La Morphélitis ne semblant guère d’humeur causante, Valancio coupa le lien en fronçant les sourcils.

« Ça faisait un bail qu’on n’avait pas reçu la visite d’un bouffon, lança Corin.

— D’un bouffon… étranger, corrigea doctement Jeanbon.

— Je reconnais bien là l’esprit d’hommes de l’art, répliqua l’interpellé, son plus beau sourire en bandoulière. Le barbu ravi s’approcha, promptement, du trio de pochtrons attablés en faisant remarquablement fi des regards torves et ondoyants qui le dévisageaient, ainsi que des trajectoires excentriques méchamment chaloupées des autres éthylonautes croisant sur son cap. Messieurs ! vous me voyez positivement enchanté de faire votre connaissance ! Vous n’allez sans doute pas me croire, mais figurez-vous que c’est précisément vos trognes que je m’attendais à trouver céans… Enfin, pour être tout à fait juste, j’avais en tête moins un trio qu’un quatuor ! » ajouta-t-il, les sourcils toujours froncés. 

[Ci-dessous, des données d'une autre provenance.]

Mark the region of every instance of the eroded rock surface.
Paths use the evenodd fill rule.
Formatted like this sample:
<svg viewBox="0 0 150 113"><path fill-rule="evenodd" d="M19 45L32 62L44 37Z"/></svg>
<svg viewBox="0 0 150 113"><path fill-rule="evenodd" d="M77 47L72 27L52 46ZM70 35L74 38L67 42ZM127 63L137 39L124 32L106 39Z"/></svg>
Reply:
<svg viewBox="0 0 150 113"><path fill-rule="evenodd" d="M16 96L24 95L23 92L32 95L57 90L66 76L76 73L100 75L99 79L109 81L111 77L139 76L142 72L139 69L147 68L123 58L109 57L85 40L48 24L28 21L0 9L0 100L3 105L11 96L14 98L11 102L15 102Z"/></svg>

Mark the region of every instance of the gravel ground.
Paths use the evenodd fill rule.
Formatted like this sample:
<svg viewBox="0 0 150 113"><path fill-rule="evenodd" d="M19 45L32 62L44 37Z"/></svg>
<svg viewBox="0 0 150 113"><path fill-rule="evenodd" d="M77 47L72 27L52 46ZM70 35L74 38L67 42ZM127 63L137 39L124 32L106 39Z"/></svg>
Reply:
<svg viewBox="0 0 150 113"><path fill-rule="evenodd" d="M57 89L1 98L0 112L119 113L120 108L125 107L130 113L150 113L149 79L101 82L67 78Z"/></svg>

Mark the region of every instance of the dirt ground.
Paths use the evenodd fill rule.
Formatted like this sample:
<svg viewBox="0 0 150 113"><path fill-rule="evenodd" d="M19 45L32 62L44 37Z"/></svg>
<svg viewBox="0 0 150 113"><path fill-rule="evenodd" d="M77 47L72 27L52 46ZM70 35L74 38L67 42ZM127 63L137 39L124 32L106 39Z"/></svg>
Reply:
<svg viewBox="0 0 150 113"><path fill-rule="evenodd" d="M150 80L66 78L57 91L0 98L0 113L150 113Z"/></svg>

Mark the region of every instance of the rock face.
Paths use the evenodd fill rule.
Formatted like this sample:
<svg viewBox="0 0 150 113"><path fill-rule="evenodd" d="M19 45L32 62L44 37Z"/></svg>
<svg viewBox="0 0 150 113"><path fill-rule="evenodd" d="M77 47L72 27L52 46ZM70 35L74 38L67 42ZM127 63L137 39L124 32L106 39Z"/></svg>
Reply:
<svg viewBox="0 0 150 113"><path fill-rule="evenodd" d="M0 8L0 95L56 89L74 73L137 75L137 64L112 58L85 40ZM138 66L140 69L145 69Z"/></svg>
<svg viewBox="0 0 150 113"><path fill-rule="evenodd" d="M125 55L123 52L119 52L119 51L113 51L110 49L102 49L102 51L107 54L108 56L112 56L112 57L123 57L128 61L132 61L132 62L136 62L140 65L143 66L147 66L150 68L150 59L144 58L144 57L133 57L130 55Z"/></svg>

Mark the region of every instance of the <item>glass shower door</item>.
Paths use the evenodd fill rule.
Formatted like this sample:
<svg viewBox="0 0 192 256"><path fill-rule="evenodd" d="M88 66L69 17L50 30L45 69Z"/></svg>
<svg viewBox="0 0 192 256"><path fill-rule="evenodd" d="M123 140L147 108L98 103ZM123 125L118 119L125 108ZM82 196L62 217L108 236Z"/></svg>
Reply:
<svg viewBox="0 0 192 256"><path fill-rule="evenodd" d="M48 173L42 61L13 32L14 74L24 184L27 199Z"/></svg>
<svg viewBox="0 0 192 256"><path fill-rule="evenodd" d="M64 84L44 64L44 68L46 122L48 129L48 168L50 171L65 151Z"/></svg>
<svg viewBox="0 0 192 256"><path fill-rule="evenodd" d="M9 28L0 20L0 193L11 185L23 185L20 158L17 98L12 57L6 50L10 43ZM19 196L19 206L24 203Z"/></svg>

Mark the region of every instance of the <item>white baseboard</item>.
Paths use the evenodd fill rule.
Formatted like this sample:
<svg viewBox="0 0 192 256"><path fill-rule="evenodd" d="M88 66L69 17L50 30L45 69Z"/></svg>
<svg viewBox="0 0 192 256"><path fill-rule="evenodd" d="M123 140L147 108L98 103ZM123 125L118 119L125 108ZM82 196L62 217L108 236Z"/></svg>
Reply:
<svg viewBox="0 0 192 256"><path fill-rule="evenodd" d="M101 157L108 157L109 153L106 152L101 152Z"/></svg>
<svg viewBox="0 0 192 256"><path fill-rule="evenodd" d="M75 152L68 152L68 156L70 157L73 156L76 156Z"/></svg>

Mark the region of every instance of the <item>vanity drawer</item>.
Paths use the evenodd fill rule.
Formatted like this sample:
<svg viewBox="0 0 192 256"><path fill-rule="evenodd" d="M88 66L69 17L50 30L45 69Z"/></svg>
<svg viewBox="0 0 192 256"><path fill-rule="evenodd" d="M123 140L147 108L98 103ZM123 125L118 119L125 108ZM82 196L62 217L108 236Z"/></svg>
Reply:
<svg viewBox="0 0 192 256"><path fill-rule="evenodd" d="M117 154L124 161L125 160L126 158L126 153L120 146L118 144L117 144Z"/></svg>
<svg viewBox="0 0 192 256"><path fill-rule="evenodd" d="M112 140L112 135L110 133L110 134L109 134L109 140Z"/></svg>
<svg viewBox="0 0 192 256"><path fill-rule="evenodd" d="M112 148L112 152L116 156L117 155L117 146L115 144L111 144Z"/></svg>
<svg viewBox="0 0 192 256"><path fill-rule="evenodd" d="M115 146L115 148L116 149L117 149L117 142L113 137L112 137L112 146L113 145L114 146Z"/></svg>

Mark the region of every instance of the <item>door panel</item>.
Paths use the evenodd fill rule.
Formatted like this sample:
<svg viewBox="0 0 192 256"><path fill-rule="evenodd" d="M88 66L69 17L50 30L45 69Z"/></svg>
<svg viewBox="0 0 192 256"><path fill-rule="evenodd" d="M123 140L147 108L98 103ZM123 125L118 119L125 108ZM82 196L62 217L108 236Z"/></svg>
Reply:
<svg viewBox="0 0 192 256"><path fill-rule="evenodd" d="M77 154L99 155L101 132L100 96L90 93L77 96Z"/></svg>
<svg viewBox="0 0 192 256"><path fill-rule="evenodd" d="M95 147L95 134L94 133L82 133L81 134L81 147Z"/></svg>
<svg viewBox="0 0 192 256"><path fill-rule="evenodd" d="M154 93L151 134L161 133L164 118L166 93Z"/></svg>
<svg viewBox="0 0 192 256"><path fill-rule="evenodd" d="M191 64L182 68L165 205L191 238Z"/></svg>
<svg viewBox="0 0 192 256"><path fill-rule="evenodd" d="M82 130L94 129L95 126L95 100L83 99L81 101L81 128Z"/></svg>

Comme par magie, le barbu immense et longiligne fit mine d’ouvrir sa redingote à capuche en faisant glisser un simple doigt le long d’une curieuse jointure. Les trois poivrots ébaudis restèrent cois face à l’individu qui, au centre de sa chemise d’un vert douloureux, exhibait quelque signe cabalistique immaculé souligné de quatre mystérieux glyphes assortis : « UFRA ». S’emparant comme par enchantement d’un improbable tabouret, il s’attabla à son tour.

« Permettez ? » 

Autour de son sourire enjôleur se dessinait un visage taillé à la serpe, remarquablement asymétrique et copieusement mangé par une luxuriante crinière ténébreuse d’où émergeaient deux prunelles d’un vert proprement phosphorescent. Il émanait de l’ensemble une puissance inouïe, qui n’avait d’égal que l’incommensurable détachement de l’énergumène. Corin tenta bien de soutenir son regard… en vain. La tête lourde et la vue passablement troublée, ledit Sombrebuse finit par essuyer les larmes qui lui brulaient les yeux pour découvrir, à l’instar de ses compagnons, quatre chopines enchantées toutes mousseuses d’une bière divine au puissant pouvoir dégrisant. Quoique l’attention s’avérât totalement superflue, Jeanbon s’empressa aussitôt d’inviter l’inconnu, au demeurant déjà attablé, à se joindre à eux. De son côté, Corin approcha du merveilleux breuvage, non sans une prudence toute relative, le patatoïde qui lui tenait lieu de fraise. Son regard s’éclaira soudain, et, sans attendre de trinquer, il s’empara de la chope devant lui pour en engloutir, avec gourmandise, une généreuse lampée.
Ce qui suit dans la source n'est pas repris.